27. The method according to any one of the claims, characterized in that, in order to generate audible sound waves (3) and ultrasonic waves (3), corresponding electrical signals are integrated and / or modulated using a modulator (20), and the modulated signals are sent to a MEMS acoustic transducer (2) for conversion.
28. The method according to any one of the claims, characterized in that the measurement signal (21) is emitted at intervals of 30 microseconds to 300 milliseconds, particularly at intervals of 1 microsecond to 100 milliseconds.
29. The method according to any one of the claims, characterized in that the ultrasound (3) is generated using a chirp signal, a sweep signal, and / or a multitone signal within the measurement spectrum and / or broadband spectrum (10).
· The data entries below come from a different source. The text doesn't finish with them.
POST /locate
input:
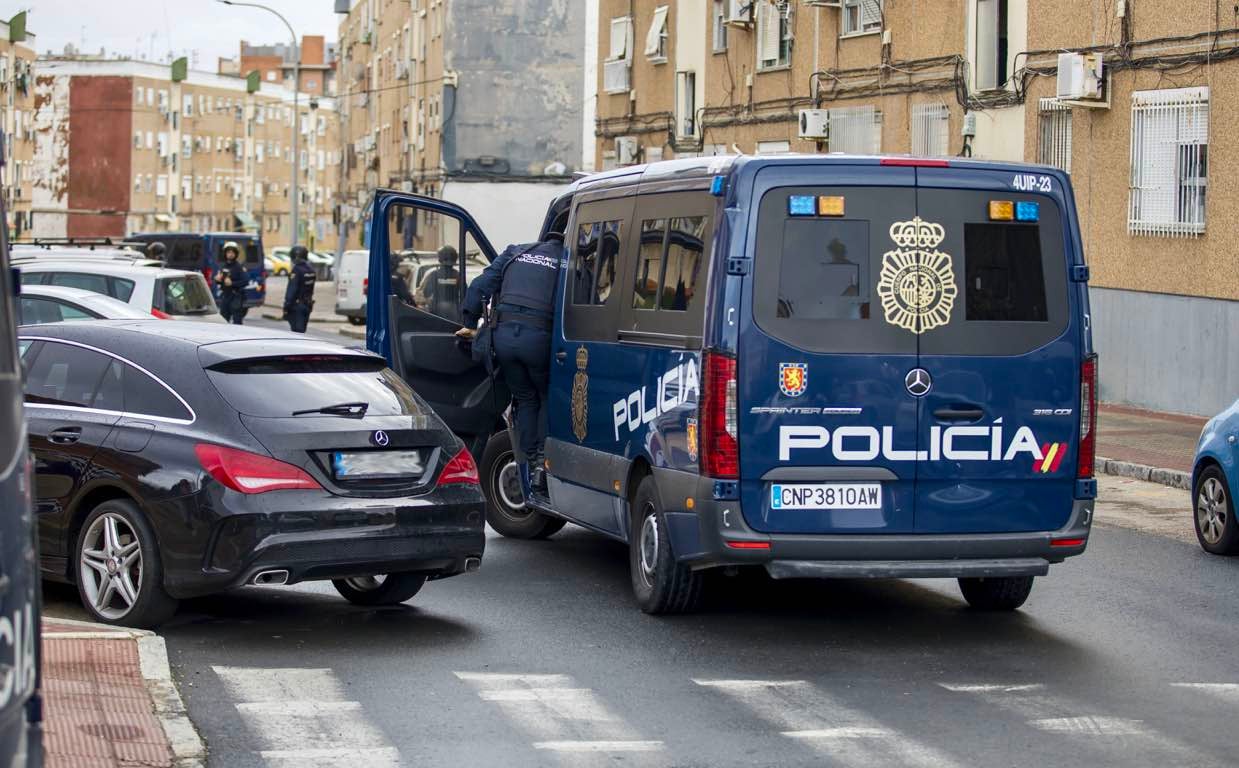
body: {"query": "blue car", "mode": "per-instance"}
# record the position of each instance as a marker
(1214, 483)
(820, 366)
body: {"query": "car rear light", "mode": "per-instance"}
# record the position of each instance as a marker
(1088, 418)
(248, 472)
(460, 470)
(720, 435)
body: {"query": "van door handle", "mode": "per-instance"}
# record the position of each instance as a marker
(959, 414)
(65, 436)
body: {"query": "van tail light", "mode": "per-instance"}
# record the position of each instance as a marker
(248, 472)
(1088, 418)
(720, 434)
(460, 470)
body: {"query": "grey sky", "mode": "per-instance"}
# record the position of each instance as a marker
(149, 29)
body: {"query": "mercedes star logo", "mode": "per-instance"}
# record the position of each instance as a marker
(918, 382)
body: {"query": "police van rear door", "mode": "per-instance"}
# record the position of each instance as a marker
(1000, 421)
(828, 432)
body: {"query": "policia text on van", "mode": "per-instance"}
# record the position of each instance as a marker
(824, 366)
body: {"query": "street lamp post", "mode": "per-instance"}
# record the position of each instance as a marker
(296, 114)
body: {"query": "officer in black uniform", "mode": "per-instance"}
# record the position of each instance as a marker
(232, 279)
(440, 289)
(522, 281)
(299, 296)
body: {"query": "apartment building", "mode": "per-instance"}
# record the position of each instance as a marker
(980, 78)
(16, 113)
(120, 148)
(472, 100)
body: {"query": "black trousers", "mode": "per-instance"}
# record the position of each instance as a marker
(523, 352)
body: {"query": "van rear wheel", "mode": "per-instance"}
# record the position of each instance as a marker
(1001, 593)
(506, 510)
(659, 582)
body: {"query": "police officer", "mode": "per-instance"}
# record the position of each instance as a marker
(440, 289)
(232, 279)
(299, 296)
(522, 281)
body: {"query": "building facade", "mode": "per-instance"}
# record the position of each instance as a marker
(198, 155)
(979, 78)
(449, 98)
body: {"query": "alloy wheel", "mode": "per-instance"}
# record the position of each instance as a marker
(110, 566)
(1211, 510)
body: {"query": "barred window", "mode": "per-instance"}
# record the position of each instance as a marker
(1170, 143)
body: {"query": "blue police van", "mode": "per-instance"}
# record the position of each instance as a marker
(203, 253)
(823, 366)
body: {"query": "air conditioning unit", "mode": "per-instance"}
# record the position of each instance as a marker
(1082, 79)
(740, 13)
(626, 150)
(815, 124)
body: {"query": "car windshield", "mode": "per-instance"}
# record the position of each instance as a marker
(279, 387)
(186, 295)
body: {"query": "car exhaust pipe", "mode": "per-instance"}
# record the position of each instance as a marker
(270, 579)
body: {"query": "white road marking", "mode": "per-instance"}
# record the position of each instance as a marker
(561, 717)
(301, 717)
(1068, 717)
(848, 736)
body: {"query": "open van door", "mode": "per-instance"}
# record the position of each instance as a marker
(424, 253)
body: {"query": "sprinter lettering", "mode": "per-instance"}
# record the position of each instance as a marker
(953, 444)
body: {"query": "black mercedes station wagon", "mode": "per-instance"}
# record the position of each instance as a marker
(176, 460)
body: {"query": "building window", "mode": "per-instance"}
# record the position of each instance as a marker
(862, 16)
(931, 130)
(773, 35)
(656, 40)
(720, 26)
(1055, 134)
(991, 45)
(1170, 161)
(855, 130)
(685, 103)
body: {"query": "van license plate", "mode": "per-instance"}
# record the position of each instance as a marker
(827, 496)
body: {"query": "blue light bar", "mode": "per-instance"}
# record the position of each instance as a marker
(802, 205)
(1027, 212)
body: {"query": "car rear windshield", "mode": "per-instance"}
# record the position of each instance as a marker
(185, 295)
(905, 270)
(280, 387)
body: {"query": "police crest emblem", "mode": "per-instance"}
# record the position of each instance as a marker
(581, 395)
(793, 378)
(917, 285)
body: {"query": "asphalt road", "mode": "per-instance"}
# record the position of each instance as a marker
(1124, 657)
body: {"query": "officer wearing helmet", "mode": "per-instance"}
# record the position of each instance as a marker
(299, 296)
(440, 289)
(522, 284)
(231, 279)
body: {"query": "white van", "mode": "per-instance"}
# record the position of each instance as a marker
(352, 280)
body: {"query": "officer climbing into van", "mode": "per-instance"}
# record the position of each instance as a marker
(231, 279)
(299, 296)
(522, 281)
(439, 290)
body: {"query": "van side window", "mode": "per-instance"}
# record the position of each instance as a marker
(594, 261)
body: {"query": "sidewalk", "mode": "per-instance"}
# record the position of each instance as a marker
(1147, 445)
(109, 700)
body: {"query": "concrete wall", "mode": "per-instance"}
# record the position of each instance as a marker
(1168, 353)
(520, 79)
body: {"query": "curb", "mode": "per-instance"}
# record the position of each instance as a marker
(188, 750)
(1172, 478)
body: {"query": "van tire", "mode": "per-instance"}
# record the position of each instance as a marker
(501, 514)
(661, 585)
(154, 605)
(1000, 593)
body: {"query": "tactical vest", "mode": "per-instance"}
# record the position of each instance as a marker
(529, 280)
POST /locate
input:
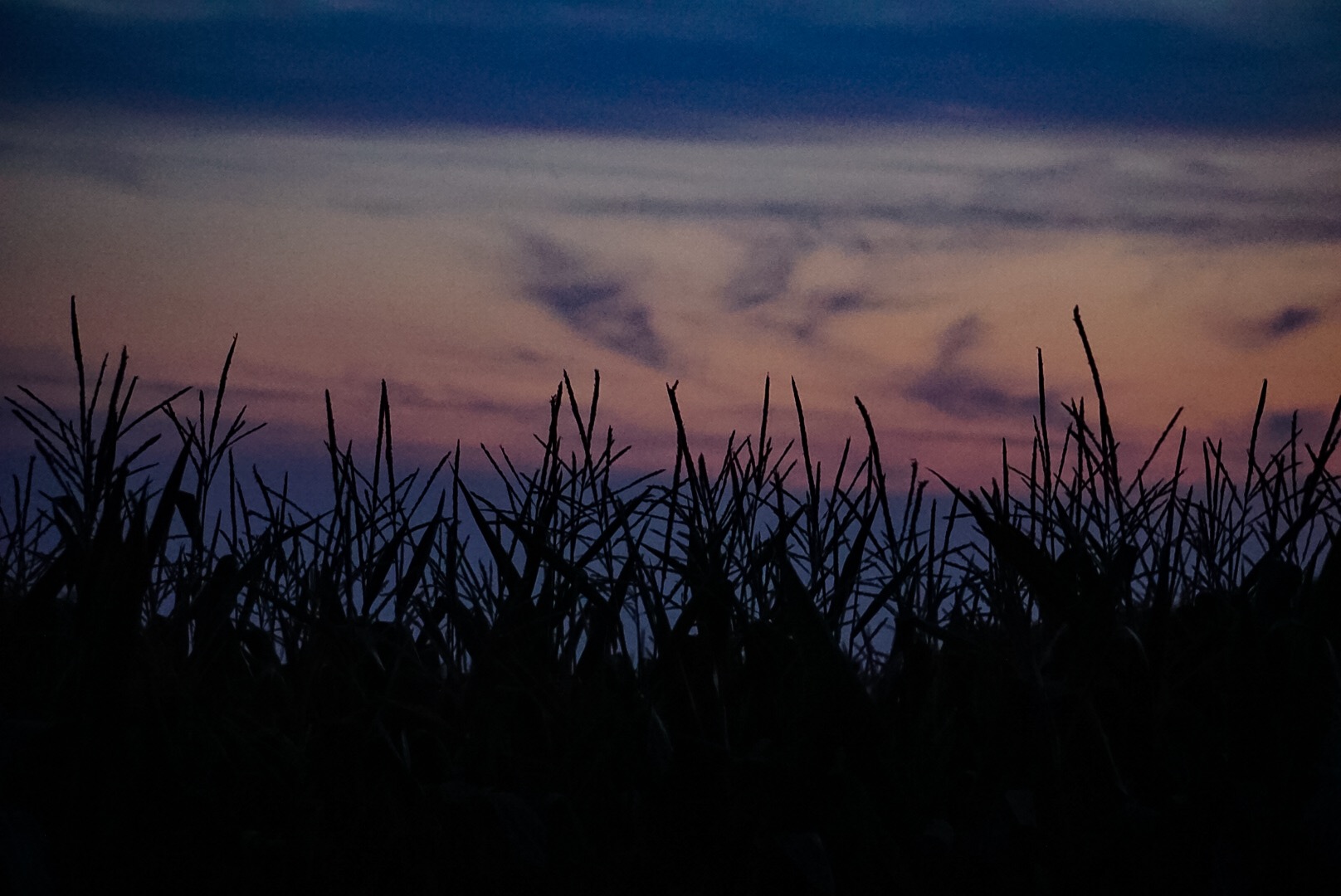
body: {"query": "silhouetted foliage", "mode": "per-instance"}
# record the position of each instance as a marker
(705, 683)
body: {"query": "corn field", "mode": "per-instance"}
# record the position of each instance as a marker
(755, 678)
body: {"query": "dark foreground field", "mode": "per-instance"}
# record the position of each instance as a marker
(773, 679)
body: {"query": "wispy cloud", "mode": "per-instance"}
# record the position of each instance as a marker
(1278, 326)
(953, 387)
(597, 306)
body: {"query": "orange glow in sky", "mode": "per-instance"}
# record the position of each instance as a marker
(916, 269)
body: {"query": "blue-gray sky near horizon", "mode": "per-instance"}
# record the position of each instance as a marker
(897, 200)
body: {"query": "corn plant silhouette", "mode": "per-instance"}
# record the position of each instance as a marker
(676, 682)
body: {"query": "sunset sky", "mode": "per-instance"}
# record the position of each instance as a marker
(892, 200)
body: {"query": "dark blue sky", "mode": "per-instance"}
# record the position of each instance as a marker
(637, 67)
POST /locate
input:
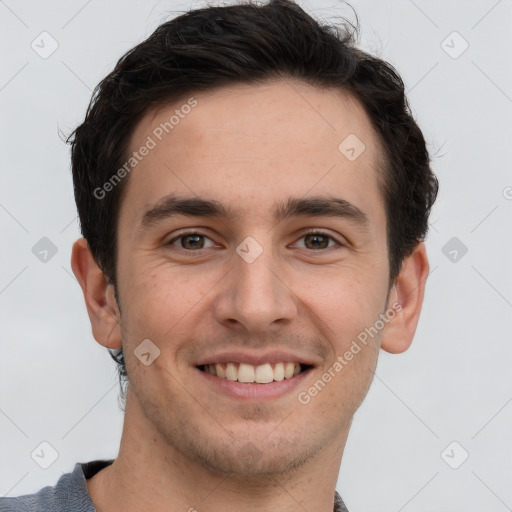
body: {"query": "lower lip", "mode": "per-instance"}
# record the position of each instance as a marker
(255, 391)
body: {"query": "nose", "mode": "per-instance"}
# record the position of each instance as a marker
(254, 296)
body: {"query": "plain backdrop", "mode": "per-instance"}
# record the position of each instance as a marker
(447, 398)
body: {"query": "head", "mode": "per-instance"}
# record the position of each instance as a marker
(257, 111)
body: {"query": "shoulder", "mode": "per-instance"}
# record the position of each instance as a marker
(69, 494)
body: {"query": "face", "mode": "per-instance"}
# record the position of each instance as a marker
(282, 269)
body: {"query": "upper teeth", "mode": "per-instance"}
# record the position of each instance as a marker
(262, 374)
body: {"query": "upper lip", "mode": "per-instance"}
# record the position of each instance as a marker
(255, 358)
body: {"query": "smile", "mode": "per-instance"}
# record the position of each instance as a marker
(248, 373)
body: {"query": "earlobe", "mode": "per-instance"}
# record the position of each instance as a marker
(98, 294)
(408, 291)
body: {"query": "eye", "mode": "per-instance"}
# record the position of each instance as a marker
(318, 240)
(190, 241)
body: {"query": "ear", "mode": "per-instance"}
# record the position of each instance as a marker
(99, 296)
(407, 292)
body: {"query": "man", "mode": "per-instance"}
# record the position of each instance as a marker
(254, 195)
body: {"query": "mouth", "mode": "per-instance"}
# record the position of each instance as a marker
(248, 382)
(259, 374)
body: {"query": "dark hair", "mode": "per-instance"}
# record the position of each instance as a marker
(207, 48)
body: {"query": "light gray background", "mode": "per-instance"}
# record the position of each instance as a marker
(454, 384)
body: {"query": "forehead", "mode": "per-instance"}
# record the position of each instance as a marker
(250, 146)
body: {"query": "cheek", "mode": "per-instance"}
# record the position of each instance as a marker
(160, 299)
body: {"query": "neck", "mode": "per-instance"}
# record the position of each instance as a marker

30. The method according to any one of the claims, characterized in that the ultrasound (3) is generated and detected by the same MEMS acoustic transducer (2) in order to determine the aforementioned physical function.
31. The method according to any one of the claims, characterized in that the audible sound wave (3) and the ultrasonic wave (3) are generated using the same MEMS acoustic transducer (2), and it is preferable that the audible sound wave (3) and the ultrasonic wave (3) are generated simultaneously and / or together.
32. The method according to any one of the claims, characterized in that the physical function is evaluated by an algorithm and / or evaluation program, and the algorithm and / or evaluation program is preferably executed by the control unit (4).
33. Use of a particularly broadband MEMS acoustic transducer (2) for a method for determining headphones (1) and / or physical function according to any one of the claims, wherein the MEMS acoustic transducer (2) preferably exhibits at least one feature described in the claim and relating to the MEMS acoustic transducer (2).